Neural Networks from Scratch

For my CS 499 independent study, I implemented a neural network engine using only NumPy. The goal was to understand the fundamentals without relying on frameworks like PyTorch or TensorFlow.

A neural network consists of layers of neurons. Each neuron computes a weighted sum of its inputs, adds a bias, and applies an activation function. Forward propagation computes the network output by passing input through each layer sequentially. I represented layers as matrices of weights and vectors of biases.

Activation functions introduce non-linearity. I implemented sigmoid, tanh, ReLU, and softmax. Sigmoid squashes values between 0 and 1. ReLU is zero for negative inputs and the identity for positive inputs.
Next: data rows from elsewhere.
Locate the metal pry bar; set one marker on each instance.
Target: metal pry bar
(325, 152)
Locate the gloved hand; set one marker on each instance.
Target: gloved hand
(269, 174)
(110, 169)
Softmax converts a vector of numbers into probabilities that sum to one.

Training requires backpropagation - computing gradients of the loss with respect to each parameter using the chain rule. The chain rule states that the derivative of a composition is the product of derivatives. For a multi-layer network, gradients propagate backward from the output layer to the input layer.

Loss functions measure how far the network’s predictions are from the true values. Mean squared error is common for regression. Cross-entropy loss is used for classification. The optimizer updates weights using the gradients - stochastic gradient descent is simple, while Adam adds momentum and adaptive learning rates.

Vectorization is critical for performance. Instead of looping over examples, I compute operations on entire matrices at once. NumPy’s broadcasting rules handle different shapes automatically. This makes Python code run fast because the heavy lifting happens in optimized C libraries.

I implemented feedforward networks for classification, convolutional neural networks (CNNs) for images, and recurrent neural networks (RNNs) for sequences. CNNs use convolutional layers that slide filters over the input, detecting features at different positions. RNNs maintain hidden state that carries information across time steps.

Training without GPU acceleration is slow, but it forces you to understand the computational cost of each operation. Every matrix multiplication, every activation function call, every gradient computation adds up. This understanding helps when using frameworks - you know what operations are expensive and which optimizations matter.